In a last-minute addition to the bill, policy makers heeded calls to apply the extension to financial benchmarks administered outside the EU. Global lobby groups had argued that cutting off EU firms’ access to those benchmarks, including stock market indexes and foreign-exchange rates, could cause economic damage and market disruption.

“Policy makers have bought time, now it is for benchmark administrators to make good use of that time to get all benchmarks into conformity with the regulation as soon as possible,” Markus Ferber, a member of parliament who sought the delay, said in a statement on Tuesday.

In November, the International Swaps and Derivatives Association and three other industry organizations said that due to a lack of data, it’s unclear which foreign benchmarks could be used under the new rules. Important currency benchmarks, including ones linked to the South Korean won, the Indian rupee and the Russian ruble, were in danger of noncompliance, they said.

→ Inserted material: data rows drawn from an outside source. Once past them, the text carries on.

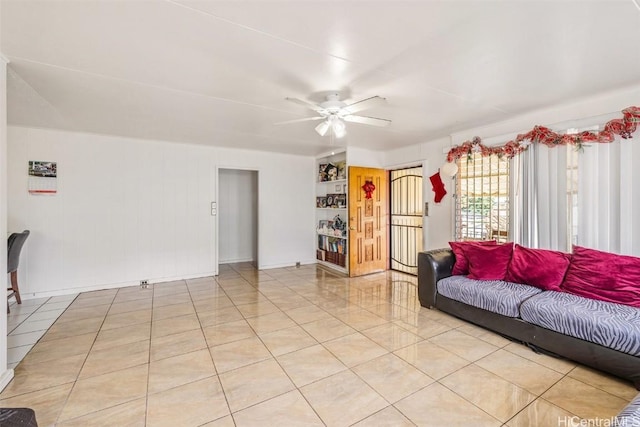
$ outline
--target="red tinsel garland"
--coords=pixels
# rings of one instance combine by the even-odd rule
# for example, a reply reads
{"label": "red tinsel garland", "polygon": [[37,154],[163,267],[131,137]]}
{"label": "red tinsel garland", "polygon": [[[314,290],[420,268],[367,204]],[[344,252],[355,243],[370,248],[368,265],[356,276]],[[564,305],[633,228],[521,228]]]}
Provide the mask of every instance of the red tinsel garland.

“The extra two years for benchmarks produced outside the EU was also introduced to provide additional time for work with non-EU regulators on how these benchmarks can be recognized as equivalent or otherwise endorsed for use in the EU,” the commission said.

A smooth transition to the new regime is critical to financial markets because about 22 trillion euros (US$25 trillion) of derivative contracts are tied to Eonia, according to the European Central Bank. About 109 trillion euros of derivative contracts are tied to the scandal-tainted Euribor benchmark, whose administrator is working on an overhaul intended to bring the rate up to snuff.

Lenders in an industry working group on euro risk-free rates, whose members include BNP Paribas SA and Deutsche Bank AG, chose the ECB’s new euro short-term rate, or Ester, as their preferred replacement for Eonia. The move is part of a global shift to new rates after banks paid billions of dollars in fines for rigging the London interbank offered rate, or Libor, and other widely used benchmarks.